Paris : un rapport condamne le traitement réservé aux enfants migrants

Campement informel à la Porte de la Chapelle. Paris. Décembre 2017. 
Campement informel à la Porte de la Chapelle. Paris. Décembre 2017.  ©Antoine Kremer/MSF

Dans un rapport rendu public début juillet, Human Rights Watch (HRW), ONG internationale de défense des droits humains, condamne le traitement réservé aux mineurs non accompagnés qui se présentent à Paris, partageant ainsi les mêmes inquiétudes que Médecins Sans Frontières (MSF).

Cette population rencontre de nombreux obstacles de la part des autorités pour obtenir la protection de l’État à laquelle ils ont droit.

En 2017, Médecins Sans Frontières ouvre à Paris un centre d’accueil et d’orientation médical et administratif pour les mineurs non accompagnés, en collaboration avec plusieurs associations et réseaux citoyens.
 © Antoine Kremer/MSF
En 2017, Médecins Sans Frontières ouvre à Paris un centre d’accueil et d’orientation médical et administratif pour les mineurs non accompagnés, en collaboration avec plusieurs associations et réseaux citoyens. © Antoine Kremer/MSF

Intitulé C’est la loterie : traitement arbitraire des enfants migrants non accompagnés à Paris, ce rapport basé sur 49 entretiens de jeunes réalisés pour la plupart au centre MSF de Pantin, qui accueille quotidiennement cette population vulnérable, dresse un bilan accablant de la situation parisienne.

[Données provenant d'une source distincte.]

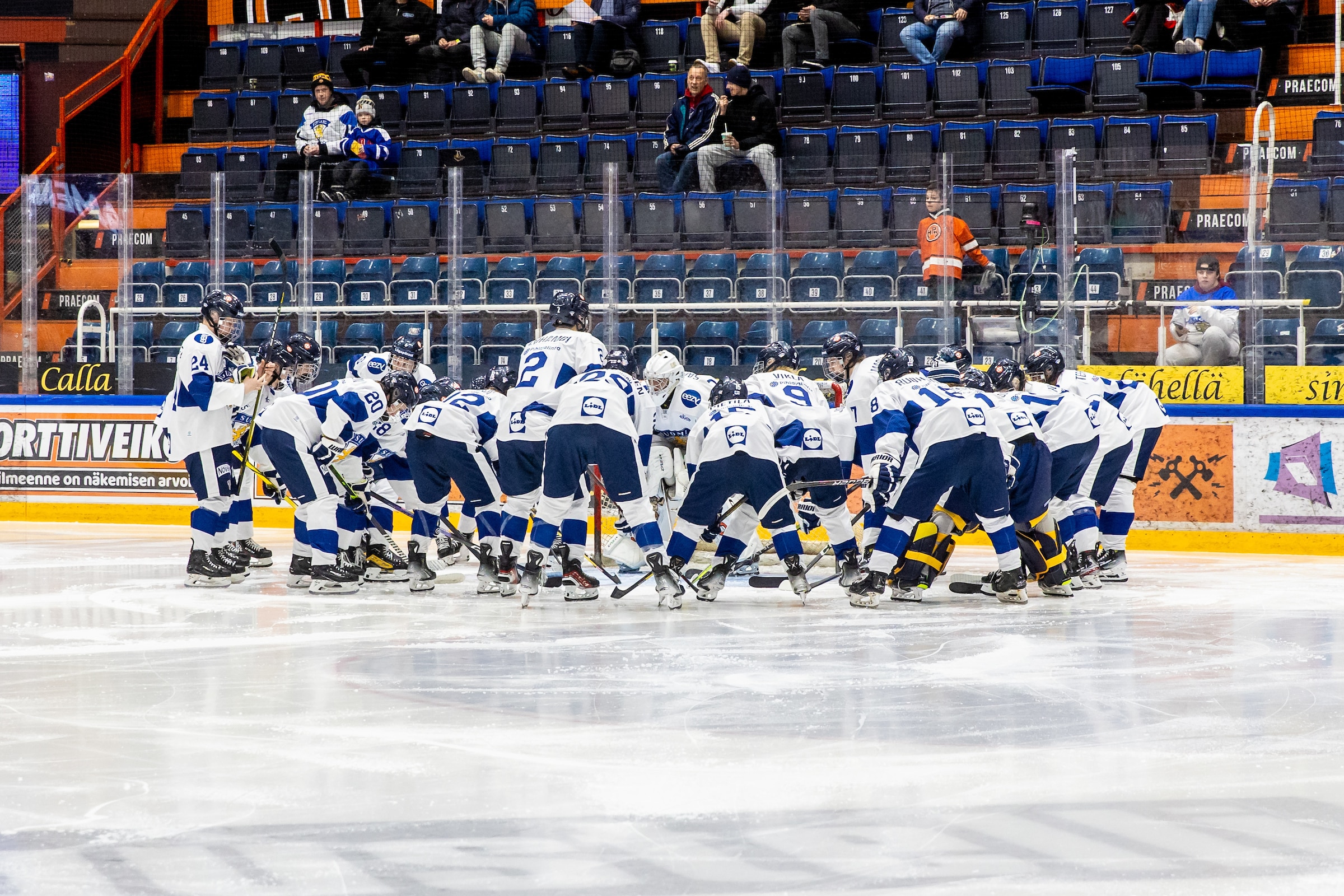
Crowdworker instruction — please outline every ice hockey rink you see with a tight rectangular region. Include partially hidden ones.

Selon Human Rights Watch, des évaluations défectueuses de l’âge de ces jeunes qui se déclarent mineurs les privent de services essentiels. Reprenant certains constats déjà réalisés par MSF, les procédures défaillantes des autorités françaises les condamnent à dormir dans les rues de Paris. Ce traitement ne répond pas aux exigences de la loi française et constitue une violation des normes internationales.

Plus de 400 jeunes migrants non accompagnés dormaient dans les rues de Paris chaque nuit en février 2018, signale le rapport, conséquence directe de procédures arbitraires, de retards excessifs dans la détermination de leur statut de mineur ou tout simplement suite à un refus de prise en charge. 

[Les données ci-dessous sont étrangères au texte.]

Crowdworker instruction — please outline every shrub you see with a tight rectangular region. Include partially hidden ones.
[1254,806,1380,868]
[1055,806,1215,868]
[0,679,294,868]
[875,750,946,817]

Une grande partie des évaluations de minorité réalisées sur l’ensemble du territoire national en 2017 l’ont été dans le département 75, sur lequel pèse la charge que refusent de partager d’autres départements.

© MSF décembre 2017

5 min pour comprendre… La situation des mineurs isolés

Pris au piège dans un labyrinthe administratif, à la rue, ces mineurs se voient condamnés à vivre dans l’attente et l’angoisse de décisions qui pèsent lourdement sur leur avenir. Cette situation a notamment des conséquences sur leur santé mentale, comme le remarque Mélanie Kerloc’h, psychologue pour MSF à Pantin : « peu ont été à la rue dans leur propre pays. [En France,] ils sont quotidiennement exposés à de multiples risques liés à cet environnement, sans répit physique. Quant à leur psychisme, il est en permanence en alerte, sur le mode de la survie. » 

Azad, un jeune Afghan interrogé pour le rapport, établit par exemple un lien entre son stress quotidien et ses pratiques d'automutilation. « C’est une situation difficile pour nous. Le stress est très présent et je ne connais aucun moyen d’arranger les choses. Je n’ai pas de logement fixe, pas de stabilité, pas de sécurité. Personne ne veille sur moi. »

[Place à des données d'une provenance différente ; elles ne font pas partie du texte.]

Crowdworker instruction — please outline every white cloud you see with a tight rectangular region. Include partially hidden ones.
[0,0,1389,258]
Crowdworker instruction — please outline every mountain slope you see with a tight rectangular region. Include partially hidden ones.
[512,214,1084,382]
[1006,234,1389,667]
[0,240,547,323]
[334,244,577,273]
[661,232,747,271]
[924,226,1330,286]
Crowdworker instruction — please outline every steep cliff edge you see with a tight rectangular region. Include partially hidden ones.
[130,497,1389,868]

Choqués de l’accueil qui leur est réservé, la grande majorité de ces adolescents sans famille affilient désormais la France à un pays de violence. Pourtant, en cas de doute sur leur âge réel, l’intérêt supérieur de l’enfant devrait être la considération principale des pouvoirs publics. Traités de menteur par des interlocuteurs qui remettent en cause leurs parcours et leurs traumatismes, ces mineurs se retrouvent alors dépossédés de ce qu’ils ont de plus personnel : leur histoire. 

Pour aider cette population qui se retrouve hors des circuits de l’Aide sociale à l’enfance mais qui ne peut accéder aux dispositifs de droit commun pour adultes, MSF a ouvert en décembre 2017 à Pantin, en région parisienne, un centre d’accueil de jour pour faciliter l’accès aux soins et aux démarches administratives et juridiques pour ces jeunes isolés et particulièrement précaires.